C24/Stephen potential model for working - form relationships, ask how partners will use data. Make the data publicly available to others with a clear licence at the same time...

 

Discussion of the difficulty in spotting, highlighting the 'hero' objects - the really special ones that'd make someone want to visit - in a mass of collections records for a museum.  Look to library 'activity' model, match visits to objects/cases, or to online popularity?  Highlight the top 5, 10 most interesting objects first in listings?

 

Attribution and messiness in records (following LOD-LAM Messy data and same-as discussion) -> give up on inferencing but it's important to be able to 'show your workings' and be transparent about how links were made.

 

In a metadata record, is 'creator' the creator of the object or of the record?  Europeana, CultureGrid records show that it's handled in many different ways across datasets - we need a workable, agreed model for museums.  [On twitter, @ostephens commented 'suspect that Q sums up the difference between library and museum metadata']

 

Richard: dbpedia model, co-contextuality, e.g. of population of Berlin, applying triples to triples, reification.

 

Is a good step mapping internal vocabs to external ones as a relatively easy way to link out...

Which lead to discussion of the Getty vocabs and whether they'd be suitable; and if they're not ever going to be open, would people use alternative vocabs in future? i.e. is there an opportunity cost in using a licenced vocab if it prevents you from publishing open data, or even just means you have to do more work?

 

Noted: these days, power lies in organising information, not owning it (e.g.

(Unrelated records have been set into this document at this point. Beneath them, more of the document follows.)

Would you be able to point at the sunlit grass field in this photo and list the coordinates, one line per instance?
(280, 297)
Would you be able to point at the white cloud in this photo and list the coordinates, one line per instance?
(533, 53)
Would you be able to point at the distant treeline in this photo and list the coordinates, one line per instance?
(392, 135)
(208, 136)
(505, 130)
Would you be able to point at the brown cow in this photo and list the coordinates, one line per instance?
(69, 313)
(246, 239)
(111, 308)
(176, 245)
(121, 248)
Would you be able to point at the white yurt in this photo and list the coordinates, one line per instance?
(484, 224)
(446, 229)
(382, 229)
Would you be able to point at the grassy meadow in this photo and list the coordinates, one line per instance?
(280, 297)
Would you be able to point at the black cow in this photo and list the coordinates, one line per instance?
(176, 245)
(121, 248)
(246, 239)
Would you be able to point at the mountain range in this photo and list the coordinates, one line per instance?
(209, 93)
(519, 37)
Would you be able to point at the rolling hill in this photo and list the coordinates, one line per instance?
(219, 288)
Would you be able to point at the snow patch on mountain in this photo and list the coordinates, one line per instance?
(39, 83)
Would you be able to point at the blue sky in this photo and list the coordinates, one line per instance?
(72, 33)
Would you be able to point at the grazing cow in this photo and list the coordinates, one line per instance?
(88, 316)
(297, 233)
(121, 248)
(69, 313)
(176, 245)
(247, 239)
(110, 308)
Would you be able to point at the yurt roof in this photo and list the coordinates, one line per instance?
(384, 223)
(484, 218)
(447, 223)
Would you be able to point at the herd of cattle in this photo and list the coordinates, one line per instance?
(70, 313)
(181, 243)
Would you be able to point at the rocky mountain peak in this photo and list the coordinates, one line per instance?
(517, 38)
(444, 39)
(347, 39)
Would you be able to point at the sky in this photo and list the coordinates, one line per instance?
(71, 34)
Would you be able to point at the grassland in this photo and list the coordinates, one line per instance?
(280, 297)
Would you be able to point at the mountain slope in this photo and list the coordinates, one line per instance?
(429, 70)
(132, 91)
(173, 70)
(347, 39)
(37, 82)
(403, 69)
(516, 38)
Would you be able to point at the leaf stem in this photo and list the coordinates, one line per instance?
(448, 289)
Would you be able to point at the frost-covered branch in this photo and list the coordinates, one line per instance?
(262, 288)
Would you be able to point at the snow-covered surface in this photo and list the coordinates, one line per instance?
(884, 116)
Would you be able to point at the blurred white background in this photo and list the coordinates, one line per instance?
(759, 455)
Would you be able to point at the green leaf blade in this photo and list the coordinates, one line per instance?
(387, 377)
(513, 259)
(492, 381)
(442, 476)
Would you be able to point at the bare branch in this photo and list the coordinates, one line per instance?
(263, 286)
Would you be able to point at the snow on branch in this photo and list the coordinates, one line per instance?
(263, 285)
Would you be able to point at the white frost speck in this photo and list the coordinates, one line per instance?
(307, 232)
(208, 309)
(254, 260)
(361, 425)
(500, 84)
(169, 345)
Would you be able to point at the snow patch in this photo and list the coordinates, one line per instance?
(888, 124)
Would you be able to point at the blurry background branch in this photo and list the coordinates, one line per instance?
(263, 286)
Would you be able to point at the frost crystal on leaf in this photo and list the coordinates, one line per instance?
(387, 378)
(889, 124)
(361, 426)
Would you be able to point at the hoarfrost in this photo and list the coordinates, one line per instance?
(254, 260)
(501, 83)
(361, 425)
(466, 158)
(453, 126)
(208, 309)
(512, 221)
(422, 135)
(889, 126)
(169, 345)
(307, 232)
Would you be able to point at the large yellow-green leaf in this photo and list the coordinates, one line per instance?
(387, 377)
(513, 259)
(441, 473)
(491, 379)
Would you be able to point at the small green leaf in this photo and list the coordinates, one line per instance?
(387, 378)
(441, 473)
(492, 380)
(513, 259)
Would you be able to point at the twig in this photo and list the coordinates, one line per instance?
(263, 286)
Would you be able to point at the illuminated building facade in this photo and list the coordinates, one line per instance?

Google doesn't own content, but they own your gateway to it).

 

Future event?

Date: perhaps in November, around the time of the UK Museums and the Web conference?  (i.e. Nov 24) - does this clash with any other event, or are there other events around that time that would also be bringing people into one location, making logistics and travel easier?  [Request for help with feasibility testing the data - leave a comment/edit if you know of any in the higher ed, library, archive or museum worlds...]

 

Location: London?

 

Strands, themes: from the abstract to the concrete; removing obstacles

Possible parallel strands include -

  • licences (session to help people design licences to take back for validation by directorate/lawyers - outcome is a licence tailored for your institutional data/sets of data; maximum re-use with minimum liability?)
  • can linked data get more people through your door?
  • what's the lowest common denominator for shared linked open data for libraries, archives and museums? [how might that relate to future Arts Council remit?]
  • what do developers need to create interfaces for users? [Perhaps a higher education case study for researchers as users; event/venue listings case study for more people through the door?]
  • linked open data in the legislative environment - copyright, open data, FOI?

 

Possible case studies: British Museum linked data, National Gallery, Culture24?  Ask JISC, vendors, W3C?  MySociety, CultureHack?

 

Audience: heads of department, documentation managers, curators, marketing staff, people who can effect organisational change; not a geek event.